On the eastern side of Maui, this state park is a common stop by travelers and tours on the Road to Hana. And why not, its a pretty big park and has large picnic areas, restrooms, showers, a hiking trail, a few photo-friendly lookout points, and of course the beach of black sand.
Much like everything majestic in Maui, this beach and it’s adjacent caves have a legend behind them. As the story goes, the Hawaiian Princess Popoalaea would come here and hide from her cruel husband, Chief Kakae. When he discovered where she had been hiding from him, he killed her on the spot.
You see pictures of these types of beaches in magazines and travel guides, and they do look pretty interesting. You read up on how they are created and even how some of them eventually wash into the sea. In person, though, it is really, really cool to see. You can walk on it just like any other beach, the waves flow in and out like other beaches. Just seeing the black sand when you look down is sand is black.
Since you can’t really spread out on the beach and soak up the sun, the beach itself isn’t usually that crowded. It’s a freshwater pool, and a few people do jump in for a cool dip or check out the pools hidden in the caves. It’s fun place to take photos to share with friends, but after a ten minutes or so, the lookout points at the park start calling and those have views just as spectacular.

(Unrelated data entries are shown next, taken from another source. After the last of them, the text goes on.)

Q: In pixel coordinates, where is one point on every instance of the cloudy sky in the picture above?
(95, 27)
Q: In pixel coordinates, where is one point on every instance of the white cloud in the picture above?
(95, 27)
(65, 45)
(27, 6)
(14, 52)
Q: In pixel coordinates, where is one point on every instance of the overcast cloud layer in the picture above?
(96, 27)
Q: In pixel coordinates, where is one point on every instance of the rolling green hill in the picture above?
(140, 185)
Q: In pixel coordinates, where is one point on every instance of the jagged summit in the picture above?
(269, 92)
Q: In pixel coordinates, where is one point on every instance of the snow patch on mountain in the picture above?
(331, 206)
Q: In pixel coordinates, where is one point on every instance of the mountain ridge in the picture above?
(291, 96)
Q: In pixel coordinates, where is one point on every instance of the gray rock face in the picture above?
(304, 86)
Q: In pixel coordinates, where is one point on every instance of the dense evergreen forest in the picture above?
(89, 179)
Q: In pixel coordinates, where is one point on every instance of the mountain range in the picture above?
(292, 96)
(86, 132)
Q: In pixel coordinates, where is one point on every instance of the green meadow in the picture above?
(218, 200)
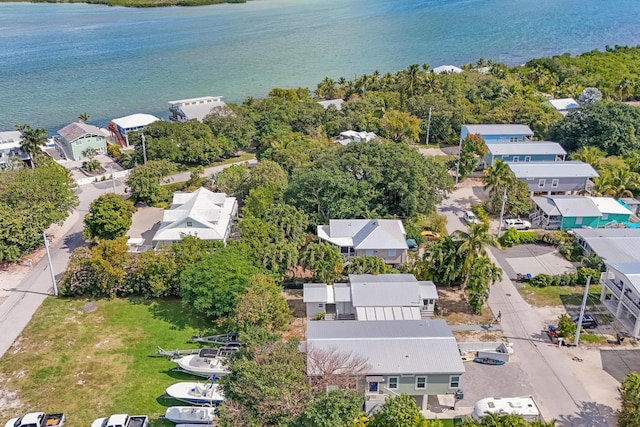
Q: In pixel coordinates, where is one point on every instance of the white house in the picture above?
(197, 108)
(203, 213)
(416, 357)
(372, 297)
(385, 238)
(10, 146)
(121, 126)
(349, 136)
(563, 105)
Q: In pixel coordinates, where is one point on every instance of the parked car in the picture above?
(470, 218)
(430, 235)
(588, 321)
(518, 224)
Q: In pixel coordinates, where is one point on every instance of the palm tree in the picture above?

With the Road to Hana being an all day affair, the Waianapanapa State Park is a good place to stop and stretch your legs. If you do take the drive yourself, this makes a great place for a picnic and a quick hike on the trails. If you’re coming as part of a tour, you’re probably stopping here anyway. While it’s not a destination beach that people set out to see exclusively, it’ does add some mystic to the magic of East Maui.